But the largest savings will have to come from a combination of more tax incentives for buying home insulation, wood-burning furnaces and other oil-conserving devices, and much stiffer mandatory conservation rules. A number of innovative companies, including Du Pont, A T & T and General Motors, have reduced their energy use relative to their output by 17% to 30% since the Arab oil embargo of 1973; yet many more firms have gone on giddily wasting energy. Consider the beneficial effects of a 20% surtax on the commercial use of electricity: skyscrapers that are lit up all night long and advertising signs that glisten at 4 a.m. would be turned off.
The nation will have to make the most of its available alternatives to oil, and to do that it will have to moderate some of its stringent environmental protection laws. The U.S. is the Saudi Arabia of coal, but a maze of regulations retard the mining, transportation and burning of coal, greatly inflating its price.
Many power-generating companies would switch from oil to coal if the U.S. removed the need for expensive scrubbers on plants that use low-sulfur Western coal. The U.S. also has to dig more coal mines (including strip mines), build more and safer nuclear plants, construct more oil refineries, drill more offshore wells, develop more oil shale projects. All of these will require some trade-offs with antipollution laws, and none of the projects can be accomplished if small groups of zealots set out to block them while OPEC's new Midases sit back and applaud.

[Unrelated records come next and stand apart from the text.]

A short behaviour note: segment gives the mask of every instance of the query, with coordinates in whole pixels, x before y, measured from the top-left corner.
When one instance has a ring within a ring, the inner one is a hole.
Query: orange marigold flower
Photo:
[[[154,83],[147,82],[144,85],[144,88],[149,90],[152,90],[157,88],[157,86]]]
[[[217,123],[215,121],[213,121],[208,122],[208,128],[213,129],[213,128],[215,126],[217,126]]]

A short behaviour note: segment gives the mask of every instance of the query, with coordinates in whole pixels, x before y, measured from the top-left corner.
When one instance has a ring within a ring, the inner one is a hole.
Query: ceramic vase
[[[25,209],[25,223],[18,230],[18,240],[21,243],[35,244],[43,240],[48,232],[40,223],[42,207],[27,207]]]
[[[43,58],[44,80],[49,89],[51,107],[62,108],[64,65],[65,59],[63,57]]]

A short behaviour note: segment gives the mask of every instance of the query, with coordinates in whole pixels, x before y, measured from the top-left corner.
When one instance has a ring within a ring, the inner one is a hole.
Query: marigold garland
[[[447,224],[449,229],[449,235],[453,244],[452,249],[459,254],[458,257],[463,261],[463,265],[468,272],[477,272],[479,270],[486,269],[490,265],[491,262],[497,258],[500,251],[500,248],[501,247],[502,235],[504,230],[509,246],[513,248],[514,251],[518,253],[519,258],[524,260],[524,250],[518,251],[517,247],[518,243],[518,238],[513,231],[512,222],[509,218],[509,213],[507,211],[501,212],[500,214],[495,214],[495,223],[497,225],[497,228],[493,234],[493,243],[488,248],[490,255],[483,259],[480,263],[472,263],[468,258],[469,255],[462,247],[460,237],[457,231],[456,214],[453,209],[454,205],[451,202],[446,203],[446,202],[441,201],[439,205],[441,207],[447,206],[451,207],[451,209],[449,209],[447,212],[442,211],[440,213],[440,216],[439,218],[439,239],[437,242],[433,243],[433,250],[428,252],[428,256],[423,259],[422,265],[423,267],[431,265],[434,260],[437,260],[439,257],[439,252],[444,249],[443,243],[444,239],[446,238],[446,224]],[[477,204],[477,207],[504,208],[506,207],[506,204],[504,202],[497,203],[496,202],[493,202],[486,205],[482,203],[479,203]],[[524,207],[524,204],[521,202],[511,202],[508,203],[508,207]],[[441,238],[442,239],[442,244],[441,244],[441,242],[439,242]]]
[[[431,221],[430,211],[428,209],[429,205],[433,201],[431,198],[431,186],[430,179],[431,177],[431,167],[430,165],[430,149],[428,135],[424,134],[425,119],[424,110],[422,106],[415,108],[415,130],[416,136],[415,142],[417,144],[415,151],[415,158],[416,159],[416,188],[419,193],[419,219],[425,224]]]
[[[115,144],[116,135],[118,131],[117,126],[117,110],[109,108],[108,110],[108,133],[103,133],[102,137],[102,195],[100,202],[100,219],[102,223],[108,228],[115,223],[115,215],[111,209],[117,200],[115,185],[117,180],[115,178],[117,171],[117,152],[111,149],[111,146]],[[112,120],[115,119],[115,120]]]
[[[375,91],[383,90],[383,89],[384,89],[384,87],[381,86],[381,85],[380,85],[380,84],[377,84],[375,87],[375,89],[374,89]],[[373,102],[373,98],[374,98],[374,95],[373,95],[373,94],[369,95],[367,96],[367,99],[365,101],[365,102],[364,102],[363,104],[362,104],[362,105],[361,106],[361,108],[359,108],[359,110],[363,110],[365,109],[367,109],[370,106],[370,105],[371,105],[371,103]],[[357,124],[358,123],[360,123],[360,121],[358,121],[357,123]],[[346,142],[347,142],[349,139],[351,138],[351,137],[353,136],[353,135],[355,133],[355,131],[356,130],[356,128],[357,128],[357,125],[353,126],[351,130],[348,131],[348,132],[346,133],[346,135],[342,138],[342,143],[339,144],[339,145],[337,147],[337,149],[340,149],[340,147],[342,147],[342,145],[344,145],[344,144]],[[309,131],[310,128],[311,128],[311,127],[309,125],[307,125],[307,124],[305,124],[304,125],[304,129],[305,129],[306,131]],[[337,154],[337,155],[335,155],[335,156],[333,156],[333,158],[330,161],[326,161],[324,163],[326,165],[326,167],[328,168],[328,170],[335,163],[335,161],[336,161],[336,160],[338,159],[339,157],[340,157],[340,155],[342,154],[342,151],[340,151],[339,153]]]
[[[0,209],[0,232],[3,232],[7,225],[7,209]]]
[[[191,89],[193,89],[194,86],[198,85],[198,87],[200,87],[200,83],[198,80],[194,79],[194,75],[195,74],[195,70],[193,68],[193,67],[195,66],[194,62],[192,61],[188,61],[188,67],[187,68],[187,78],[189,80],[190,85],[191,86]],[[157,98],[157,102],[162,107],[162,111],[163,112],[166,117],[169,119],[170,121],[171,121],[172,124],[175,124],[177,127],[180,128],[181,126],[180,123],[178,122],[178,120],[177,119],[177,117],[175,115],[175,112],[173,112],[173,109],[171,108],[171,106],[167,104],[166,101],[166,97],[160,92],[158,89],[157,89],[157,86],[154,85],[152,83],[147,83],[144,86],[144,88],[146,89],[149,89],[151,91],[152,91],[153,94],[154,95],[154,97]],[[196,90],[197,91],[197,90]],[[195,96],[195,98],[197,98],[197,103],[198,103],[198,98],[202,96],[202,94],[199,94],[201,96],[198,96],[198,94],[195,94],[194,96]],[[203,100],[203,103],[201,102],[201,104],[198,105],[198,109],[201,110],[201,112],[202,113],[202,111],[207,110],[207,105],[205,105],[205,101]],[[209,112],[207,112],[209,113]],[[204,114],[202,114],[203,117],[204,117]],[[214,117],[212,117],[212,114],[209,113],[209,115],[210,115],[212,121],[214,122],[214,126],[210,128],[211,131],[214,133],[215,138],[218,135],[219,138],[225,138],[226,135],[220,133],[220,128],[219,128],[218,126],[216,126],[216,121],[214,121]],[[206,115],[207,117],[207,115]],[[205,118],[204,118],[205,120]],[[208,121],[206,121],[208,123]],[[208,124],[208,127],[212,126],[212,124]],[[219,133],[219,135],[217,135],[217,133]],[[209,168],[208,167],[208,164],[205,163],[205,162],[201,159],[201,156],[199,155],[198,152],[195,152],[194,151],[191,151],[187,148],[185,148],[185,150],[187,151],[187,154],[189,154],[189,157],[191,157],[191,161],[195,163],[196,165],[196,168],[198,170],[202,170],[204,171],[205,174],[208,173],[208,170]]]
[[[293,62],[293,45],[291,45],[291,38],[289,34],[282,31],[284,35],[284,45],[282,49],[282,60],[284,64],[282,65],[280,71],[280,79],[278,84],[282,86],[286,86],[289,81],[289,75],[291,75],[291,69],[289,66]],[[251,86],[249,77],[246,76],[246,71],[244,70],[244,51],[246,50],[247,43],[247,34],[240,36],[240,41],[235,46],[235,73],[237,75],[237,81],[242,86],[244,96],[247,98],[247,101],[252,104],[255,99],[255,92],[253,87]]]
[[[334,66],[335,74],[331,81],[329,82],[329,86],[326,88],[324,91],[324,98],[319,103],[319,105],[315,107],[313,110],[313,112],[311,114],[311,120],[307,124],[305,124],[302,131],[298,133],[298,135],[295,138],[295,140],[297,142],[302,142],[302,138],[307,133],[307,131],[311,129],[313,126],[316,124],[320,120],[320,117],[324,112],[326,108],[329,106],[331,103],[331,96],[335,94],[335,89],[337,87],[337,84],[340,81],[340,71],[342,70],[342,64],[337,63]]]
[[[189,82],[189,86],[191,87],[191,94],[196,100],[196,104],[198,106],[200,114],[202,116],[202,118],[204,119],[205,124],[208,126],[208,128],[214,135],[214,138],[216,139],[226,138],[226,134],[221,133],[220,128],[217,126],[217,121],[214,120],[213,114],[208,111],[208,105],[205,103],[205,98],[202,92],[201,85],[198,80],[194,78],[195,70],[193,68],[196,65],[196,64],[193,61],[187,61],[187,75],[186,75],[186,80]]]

The U.S. could also reduce OPEC's power by buying more oil and gas from nations outside the cartel, especially those in the Americas. The need is urgent to create a North American Common Market. Canada has vast supplies of natural gas; the U.S. could negotiate to provide guaranteed markets and much needed capital in return for a steady supply of gas. Mexico is proud and sensitive about its patrimony of oil and gas, but the U.S. could acquire more of it by admitting more Mexican immigrants, giving trade preferences to Mexican exports, exchanging American agricultural technology to help feed one of the world's fastest growing populations and generally treating its neighbor as an equal partner.